Latince'de siyah anlamına gelen ater ve karartmak anlamına gelen atere sözcükleri zulüm, vahşet ve kötülükle ilişkilendirilirdi. Bunlar İngilizce "atrocious" ve "atrocity" kelimelerinin kökenini oluşturmaktadır. Siyah aynı zamanda Roma'da ölümün ve yasın rengiydi. MÖ 2. yüzyılda Roma yargıçları cenaze törenlerinde toga pulla adı verilen koyu renk bir toga giymeye başladılar.

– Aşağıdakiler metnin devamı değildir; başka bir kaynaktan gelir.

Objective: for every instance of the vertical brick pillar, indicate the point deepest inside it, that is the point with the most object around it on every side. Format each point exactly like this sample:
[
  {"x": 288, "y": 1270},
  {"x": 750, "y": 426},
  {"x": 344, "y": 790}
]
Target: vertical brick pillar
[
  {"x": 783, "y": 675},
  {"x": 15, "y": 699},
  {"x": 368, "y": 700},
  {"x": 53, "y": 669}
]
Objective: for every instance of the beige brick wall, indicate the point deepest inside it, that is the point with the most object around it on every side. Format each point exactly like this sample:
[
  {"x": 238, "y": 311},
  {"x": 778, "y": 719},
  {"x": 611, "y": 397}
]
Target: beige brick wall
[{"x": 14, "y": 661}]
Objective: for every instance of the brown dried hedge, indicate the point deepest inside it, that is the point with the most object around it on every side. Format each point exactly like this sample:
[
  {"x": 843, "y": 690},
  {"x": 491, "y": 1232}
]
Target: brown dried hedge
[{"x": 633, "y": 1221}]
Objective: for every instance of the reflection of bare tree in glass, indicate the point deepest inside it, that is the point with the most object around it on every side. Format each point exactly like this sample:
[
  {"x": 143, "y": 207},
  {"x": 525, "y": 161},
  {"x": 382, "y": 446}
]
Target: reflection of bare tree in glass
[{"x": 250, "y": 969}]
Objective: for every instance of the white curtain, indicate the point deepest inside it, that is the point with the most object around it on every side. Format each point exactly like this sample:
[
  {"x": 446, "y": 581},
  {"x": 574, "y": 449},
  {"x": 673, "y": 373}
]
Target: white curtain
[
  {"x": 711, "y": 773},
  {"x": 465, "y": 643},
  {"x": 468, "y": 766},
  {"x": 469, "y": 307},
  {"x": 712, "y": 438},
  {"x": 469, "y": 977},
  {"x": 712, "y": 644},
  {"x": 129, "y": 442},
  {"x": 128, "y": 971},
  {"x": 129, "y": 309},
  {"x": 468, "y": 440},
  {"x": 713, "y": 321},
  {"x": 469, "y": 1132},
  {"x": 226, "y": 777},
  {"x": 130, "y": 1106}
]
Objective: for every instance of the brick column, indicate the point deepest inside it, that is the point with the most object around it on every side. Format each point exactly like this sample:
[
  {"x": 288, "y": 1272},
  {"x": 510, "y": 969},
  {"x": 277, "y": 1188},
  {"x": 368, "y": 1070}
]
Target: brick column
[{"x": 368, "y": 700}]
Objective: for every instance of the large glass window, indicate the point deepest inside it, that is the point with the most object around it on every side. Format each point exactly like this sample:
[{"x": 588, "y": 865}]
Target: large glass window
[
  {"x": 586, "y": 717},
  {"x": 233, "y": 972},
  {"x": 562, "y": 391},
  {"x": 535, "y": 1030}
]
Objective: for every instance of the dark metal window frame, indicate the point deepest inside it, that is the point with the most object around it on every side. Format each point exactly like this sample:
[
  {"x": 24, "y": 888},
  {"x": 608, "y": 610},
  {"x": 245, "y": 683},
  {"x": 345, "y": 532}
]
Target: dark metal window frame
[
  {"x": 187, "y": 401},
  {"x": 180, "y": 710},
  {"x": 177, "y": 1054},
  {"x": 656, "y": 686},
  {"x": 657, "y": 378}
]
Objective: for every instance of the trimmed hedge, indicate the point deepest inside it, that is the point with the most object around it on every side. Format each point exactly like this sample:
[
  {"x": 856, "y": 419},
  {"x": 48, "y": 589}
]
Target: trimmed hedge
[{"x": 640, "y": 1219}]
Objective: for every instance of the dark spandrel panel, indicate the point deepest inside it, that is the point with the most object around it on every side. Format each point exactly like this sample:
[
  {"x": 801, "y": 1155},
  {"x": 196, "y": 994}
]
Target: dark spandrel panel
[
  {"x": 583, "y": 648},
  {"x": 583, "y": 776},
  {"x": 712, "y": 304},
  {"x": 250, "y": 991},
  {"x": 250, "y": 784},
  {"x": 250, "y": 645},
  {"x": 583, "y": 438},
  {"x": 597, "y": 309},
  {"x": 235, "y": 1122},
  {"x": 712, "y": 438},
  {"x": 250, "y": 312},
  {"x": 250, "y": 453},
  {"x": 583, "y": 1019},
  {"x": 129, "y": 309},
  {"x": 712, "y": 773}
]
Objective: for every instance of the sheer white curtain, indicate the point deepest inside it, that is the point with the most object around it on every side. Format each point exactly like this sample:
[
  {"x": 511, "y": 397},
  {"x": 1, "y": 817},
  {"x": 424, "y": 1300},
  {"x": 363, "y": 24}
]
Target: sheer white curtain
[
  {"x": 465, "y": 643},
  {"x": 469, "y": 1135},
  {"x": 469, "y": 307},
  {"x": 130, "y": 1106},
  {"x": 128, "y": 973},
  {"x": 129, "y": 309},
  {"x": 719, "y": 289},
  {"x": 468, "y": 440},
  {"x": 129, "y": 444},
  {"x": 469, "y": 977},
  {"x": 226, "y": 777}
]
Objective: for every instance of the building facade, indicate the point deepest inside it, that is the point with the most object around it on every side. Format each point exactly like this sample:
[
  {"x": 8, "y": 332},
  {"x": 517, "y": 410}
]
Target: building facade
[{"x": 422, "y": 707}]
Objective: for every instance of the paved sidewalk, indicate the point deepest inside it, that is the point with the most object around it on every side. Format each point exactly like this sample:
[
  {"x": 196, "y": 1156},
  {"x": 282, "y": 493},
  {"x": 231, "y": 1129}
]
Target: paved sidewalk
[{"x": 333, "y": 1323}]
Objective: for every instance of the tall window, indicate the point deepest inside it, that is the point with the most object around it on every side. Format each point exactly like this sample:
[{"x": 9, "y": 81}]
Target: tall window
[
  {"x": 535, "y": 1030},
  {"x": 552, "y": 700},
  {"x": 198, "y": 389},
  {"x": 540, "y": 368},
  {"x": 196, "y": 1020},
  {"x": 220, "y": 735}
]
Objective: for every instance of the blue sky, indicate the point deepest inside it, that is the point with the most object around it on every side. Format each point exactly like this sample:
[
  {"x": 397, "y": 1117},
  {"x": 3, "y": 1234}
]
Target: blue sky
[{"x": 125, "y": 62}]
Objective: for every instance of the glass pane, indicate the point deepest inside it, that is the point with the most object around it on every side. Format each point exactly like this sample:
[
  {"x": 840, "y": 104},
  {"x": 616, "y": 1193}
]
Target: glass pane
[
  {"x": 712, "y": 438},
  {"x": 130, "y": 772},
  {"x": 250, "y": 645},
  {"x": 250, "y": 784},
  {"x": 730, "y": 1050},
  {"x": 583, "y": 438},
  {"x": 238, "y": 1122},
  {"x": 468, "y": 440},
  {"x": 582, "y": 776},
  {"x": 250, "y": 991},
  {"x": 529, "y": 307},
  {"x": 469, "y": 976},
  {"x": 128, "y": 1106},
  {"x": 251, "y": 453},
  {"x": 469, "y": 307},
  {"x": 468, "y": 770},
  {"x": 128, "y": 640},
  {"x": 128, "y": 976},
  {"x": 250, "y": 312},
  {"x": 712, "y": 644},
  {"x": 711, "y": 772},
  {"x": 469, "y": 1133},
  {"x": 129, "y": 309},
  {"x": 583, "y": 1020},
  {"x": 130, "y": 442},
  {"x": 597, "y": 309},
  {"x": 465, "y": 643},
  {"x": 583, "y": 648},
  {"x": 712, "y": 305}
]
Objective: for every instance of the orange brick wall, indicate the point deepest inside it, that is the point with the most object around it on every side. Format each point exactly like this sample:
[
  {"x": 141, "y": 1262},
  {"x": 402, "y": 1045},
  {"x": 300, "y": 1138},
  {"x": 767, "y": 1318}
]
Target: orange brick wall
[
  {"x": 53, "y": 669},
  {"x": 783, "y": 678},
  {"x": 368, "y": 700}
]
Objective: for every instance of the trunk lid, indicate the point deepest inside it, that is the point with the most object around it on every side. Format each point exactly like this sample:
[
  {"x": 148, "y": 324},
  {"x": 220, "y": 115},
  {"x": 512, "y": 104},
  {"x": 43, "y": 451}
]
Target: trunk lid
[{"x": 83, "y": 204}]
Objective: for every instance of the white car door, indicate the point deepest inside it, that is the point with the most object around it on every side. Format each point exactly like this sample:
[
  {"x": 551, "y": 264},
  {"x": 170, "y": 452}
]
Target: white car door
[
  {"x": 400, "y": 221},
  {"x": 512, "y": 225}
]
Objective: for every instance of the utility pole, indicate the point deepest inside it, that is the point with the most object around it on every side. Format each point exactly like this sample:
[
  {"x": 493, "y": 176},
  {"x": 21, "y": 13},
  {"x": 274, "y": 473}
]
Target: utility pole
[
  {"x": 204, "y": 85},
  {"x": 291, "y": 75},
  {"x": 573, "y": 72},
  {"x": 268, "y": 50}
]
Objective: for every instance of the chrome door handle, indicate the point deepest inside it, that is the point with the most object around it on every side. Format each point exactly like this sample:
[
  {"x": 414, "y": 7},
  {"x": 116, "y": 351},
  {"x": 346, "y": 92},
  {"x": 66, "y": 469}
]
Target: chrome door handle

Daha sonra, İmparatorluk döneminde, ölen kişinin ailesi de uzun bir süre koyu renk giydi; ardından, yasın sona ermesini işaret etmek için verilen bir ziyafetin ardından, siyahı beyaz bir toga ile değiştirdiler. Roma şiirinde ölüm hora nigra, yani kara saat olarak adlandırılırdı.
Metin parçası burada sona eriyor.